In the prior art, electronic components, such as RF (radio frequency) power transistors, are soldered to a circuit board and to a heat spreader. Typically, at least one of the leads of the RF power transistor is soldered to a pad on an edge of the circuit board and the base of the RF power transistor is soldered to a surface of the heat spreader. This requires that the soldering take place on multiple planes, that is the base of the transistor must be soldered to a heat spreader while the leads of the transistor are soldered to the top of the printed circuit board. It is desirable that this process be automated in order to reduce the cost of manufacturing. This soldering process is further complicated, however, by the fact that available RF power transistor packages have a seating plane height which is not always equal to the desired printed circuit board thickness.

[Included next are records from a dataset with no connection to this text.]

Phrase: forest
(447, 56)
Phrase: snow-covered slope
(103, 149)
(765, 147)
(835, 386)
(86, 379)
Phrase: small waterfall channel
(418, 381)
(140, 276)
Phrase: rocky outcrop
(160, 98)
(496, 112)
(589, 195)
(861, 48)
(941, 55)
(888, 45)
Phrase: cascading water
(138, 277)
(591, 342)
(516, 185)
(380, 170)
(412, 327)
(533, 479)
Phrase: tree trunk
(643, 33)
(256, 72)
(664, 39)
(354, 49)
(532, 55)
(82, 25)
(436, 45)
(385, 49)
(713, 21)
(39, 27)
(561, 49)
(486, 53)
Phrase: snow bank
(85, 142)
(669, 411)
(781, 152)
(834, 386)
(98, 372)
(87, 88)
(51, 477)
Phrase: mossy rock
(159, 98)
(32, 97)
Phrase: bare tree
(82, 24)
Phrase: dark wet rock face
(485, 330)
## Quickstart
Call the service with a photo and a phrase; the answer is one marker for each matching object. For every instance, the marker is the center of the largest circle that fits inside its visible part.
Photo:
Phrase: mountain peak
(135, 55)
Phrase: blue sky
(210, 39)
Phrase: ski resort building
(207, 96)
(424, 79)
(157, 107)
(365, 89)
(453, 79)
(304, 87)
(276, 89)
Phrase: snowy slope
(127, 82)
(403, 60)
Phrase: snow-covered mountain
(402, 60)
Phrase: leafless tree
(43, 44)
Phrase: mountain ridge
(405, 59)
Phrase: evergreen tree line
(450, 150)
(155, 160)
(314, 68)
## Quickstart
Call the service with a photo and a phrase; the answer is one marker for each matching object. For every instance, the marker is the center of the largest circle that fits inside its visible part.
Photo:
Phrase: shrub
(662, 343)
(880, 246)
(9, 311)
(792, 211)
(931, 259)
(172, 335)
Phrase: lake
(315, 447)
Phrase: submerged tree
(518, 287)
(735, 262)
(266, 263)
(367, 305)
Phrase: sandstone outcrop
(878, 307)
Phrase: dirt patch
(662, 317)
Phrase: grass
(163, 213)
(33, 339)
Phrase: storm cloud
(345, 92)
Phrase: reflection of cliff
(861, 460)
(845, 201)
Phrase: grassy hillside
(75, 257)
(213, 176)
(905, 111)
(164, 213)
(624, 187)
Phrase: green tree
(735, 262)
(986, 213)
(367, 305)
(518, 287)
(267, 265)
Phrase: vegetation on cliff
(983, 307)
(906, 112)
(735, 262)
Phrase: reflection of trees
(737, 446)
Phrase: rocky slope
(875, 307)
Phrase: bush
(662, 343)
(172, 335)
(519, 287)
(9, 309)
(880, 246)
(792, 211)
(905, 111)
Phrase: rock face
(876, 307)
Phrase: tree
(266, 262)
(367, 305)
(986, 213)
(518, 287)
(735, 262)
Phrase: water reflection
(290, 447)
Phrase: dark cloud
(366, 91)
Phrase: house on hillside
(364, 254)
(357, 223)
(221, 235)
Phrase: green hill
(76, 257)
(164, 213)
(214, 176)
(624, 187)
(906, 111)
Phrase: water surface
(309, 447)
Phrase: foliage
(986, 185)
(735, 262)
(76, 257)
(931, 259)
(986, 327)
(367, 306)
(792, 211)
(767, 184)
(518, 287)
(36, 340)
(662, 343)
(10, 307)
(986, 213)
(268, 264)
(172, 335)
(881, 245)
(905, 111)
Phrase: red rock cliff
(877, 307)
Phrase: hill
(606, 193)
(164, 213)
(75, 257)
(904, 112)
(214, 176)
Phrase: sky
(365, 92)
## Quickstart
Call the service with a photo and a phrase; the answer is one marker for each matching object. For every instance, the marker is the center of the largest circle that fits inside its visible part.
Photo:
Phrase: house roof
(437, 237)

As a result, prior art methods of solder screening are not usable because a simple solder paste screening cannot be applied to multiple height levels in a single screening. Thus, hand application of solder paste is the only known method of applying solder paste to the base of the RF power transistor in the prior art.
Prior art solder preforms have been used for multi-plane soldering operations wherein the solder is applied to the base of the transistor for reflow. However, this is a hand operation because of the very weak mechanical rigidity of the preform, and thus is a poor candidate for automation.
FIGS. 1 and 2 depict prior art solutions for adjusting the height of the RF power transistor 100 so that the leads 102 of the RF power transistor 100 align with the surface 104 of the printed circuit board 106. To accomplish this, either a pedestal 108 is machined on the heat spreader 110 such that the bottom 112 of the RF power transistor 100 can be soldered to the pedestal 108 as shown in FIG. 1, or as shown in FIG. 2, the printed circuit board 106 is notched at surface 104 in order to adjust the height of the RF power transistor 100. These processes in the prior art provide a solution to the height differential at a very high dollar cost. This is because it requires a secondary machine procedure. Although it is known to add a metal shim to provide the pedestal function as depicted in FIG. 1, it is a hand operation that is required to dispense the solder onto the shim. This manual operation often results in solder shorts and yield loss. For higher power transistors and similar components it is necessary to use a heat spreader in order to dissipate the heat generated during operation of the RF power transistor. Heat spreaders are known that are composed of metallic materials, such as copper or aluminum, or are composed of non-metallic materials such as graphite. If necessary, as is also known in the prior art, a well is formed in the heat spreader 110 as opposed to the pedestal 108.
Consequently, a need exists for a structure which allows the component to be adjusted in height with regards to the spacing between the surface of the printed circuit board and the surface of the heat spreader. The prior art solutions all include a non-automated step which significantly adds to the cost of manufacturing. Furthermore, in the market for components, such as power transistors, there are very few suppliers and obtaining different size packages is not feasible. Therefore, there is a need for a solution which does not involve a custom package design for the component.